Raducanu was unable to find any real penetration off that wing but hung on grimly in the second set and got her reward for some courageous break-point saves when Sun tightened up a little in the final game.

The home crowd roared their approval but a deathly hush fell over Centre Court shortly afterwards when Raducanu took a nasty tumble behind the baseline and sought medical treatment.

The main issue appeared to be her back, which she had been clutching at various points, and in the third set her resistance ran out.

“I’ve been managing a stiff back since yesterday,” said Raducanu. “I think it was just exaggerated today. I was feeling it during the match. I think especially on serve it was affecting me a bit. But I gave everything I had on the day.”

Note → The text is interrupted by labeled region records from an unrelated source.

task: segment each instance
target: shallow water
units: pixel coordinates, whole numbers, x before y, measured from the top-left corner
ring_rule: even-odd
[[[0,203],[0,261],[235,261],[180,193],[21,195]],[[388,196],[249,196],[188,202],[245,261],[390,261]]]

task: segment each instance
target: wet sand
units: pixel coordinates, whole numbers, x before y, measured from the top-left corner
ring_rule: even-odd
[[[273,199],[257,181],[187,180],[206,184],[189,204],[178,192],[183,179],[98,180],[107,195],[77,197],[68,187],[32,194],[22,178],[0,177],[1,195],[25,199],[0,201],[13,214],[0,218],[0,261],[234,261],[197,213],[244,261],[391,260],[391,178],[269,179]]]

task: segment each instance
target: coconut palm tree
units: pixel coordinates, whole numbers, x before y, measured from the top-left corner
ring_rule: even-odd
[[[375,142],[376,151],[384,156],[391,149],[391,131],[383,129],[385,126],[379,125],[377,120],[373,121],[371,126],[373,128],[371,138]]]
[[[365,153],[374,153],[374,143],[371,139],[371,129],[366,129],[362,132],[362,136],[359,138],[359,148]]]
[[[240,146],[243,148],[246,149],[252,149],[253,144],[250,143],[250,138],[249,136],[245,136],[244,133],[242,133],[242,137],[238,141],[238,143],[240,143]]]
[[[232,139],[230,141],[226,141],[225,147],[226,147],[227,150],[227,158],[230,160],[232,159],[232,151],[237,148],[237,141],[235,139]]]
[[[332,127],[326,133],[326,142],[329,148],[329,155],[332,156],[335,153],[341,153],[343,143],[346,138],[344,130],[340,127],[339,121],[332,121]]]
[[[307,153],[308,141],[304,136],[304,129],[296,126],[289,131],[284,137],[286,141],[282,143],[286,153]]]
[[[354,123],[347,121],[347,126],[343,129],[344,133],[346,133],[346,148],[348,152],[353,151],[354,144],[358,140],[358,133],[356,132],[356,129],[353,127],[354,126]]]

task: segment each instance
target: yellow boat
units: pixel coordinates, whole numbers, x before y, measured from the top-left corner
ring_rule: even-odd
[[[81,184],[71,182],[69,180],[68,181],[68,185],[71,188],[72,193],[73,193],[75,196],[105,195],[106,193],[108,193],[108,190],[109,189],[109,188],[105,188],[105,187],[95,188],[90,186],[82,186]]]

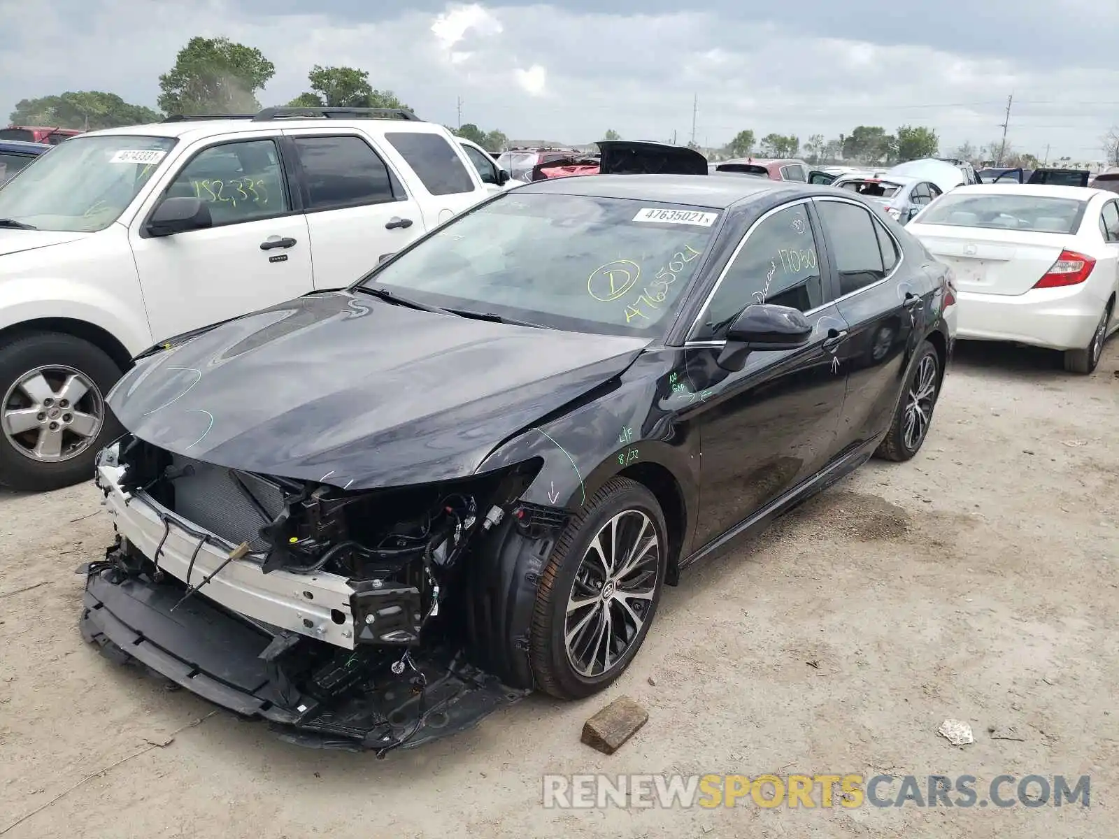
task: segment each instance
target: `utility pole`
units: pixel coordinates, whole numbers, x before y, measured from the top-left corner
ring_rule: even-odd
[[[1014,94],[1012,93],[1006,97],[1006,119],[999,123],[1003,126],[1003,142],[998,147],[998,160],[995,161],[995,166],[1003,164],[1003,153],[1006,151],[1006,129],[1010,124],[1010,104],[1014,102]]]
[[[692,144],[696,144],[696,114],[699,112],[699,94],[692,97]]]

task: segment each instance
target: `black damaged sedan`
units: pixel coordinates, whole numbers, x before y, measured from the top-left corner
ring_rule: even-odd
[[[686,566],[920,450],[953,303],[916,239],[826,187],[505,192],[351,287],[137,359],[83,633],[317,746],[589,696]]]

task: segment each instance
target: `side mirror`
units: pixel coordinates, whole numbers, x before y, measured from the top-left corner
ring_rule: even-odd
[[[812,337],[812,324],[799,309],[775,303],[747,305],[726,331],[726,347],[718,366],[741,370],[754,350],[774,351],[803,347]]]
[[[173,236],[213,226],[209,205],[199,198],[164,198],[148,220],[148,235]]]

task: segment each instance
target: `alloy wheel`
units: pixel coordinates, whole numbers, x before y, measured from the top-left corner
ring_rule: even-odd
[[[16,379],[0,402],[0,430],[31,460],[76,458],[97,439],[105,400],[93,380],[63,365],[36,367]]]
[[[606,521],[583,555],[567,598],[567,660],[583,677],[617,667],[641,634],[657,593],[660,540],[650,518],[623,510]]]
[[[905,397],[905,421],[902,441],[911,452],[915,451],[932,422],[932,408],[937,402],[937,358],[924,356],[913,374],[909,395]]]

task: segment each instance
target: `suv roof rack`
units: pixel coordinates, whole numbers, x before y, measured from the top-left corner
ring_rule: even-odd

On her wrist, she added: “With the balls being quite heavy on the grass, it’s just something that I have to manage.”

Raducanu is not playing in the Olympics and her next tournament will instead be at the Citi Open in Washington at the end of this month.

She will head into the North American hard court swing in good spirits, saying: “I beat two top-10 players within two weeks, which is a pretty big deal for me, seeing as the whole US Open even I didn’t play one top-10 player. I think I have to take confidence from that.

“Six months ago, when I was starting out after surgery, I would have signed for fourth round at Wimbledon. Of course I’m disappointed. Of course I want more. I think everything does happen for a reason. It just fuels the fire and makes me more hungry.

“You don’t want things to happen too easily and too quickly. I had that before. I don’t necessarily want just a massive spike.”

A win against Sun would have fired Raducanu into the quarter-finals at Wimbledon for the first time and into the top 60 of the live rankings.

Donna Vekic would then have been lying in wait in a last-eight contest and another Raducanu victory in that match would see her rise to a position just outside of the top 50.

A place in the semi-finals would have earned her another clutch of ranking points that would take her towards the top 40.

If she repeated her heroics at the 2021 US Open and won her second Grand Slam at Wimbledon, Raducanu would have been back up to around No 15 in the WTA Rankings.

Yet all of those ambitions are on hold after the defeat against Sun, with the American hard courts now beckoning for Raducanu.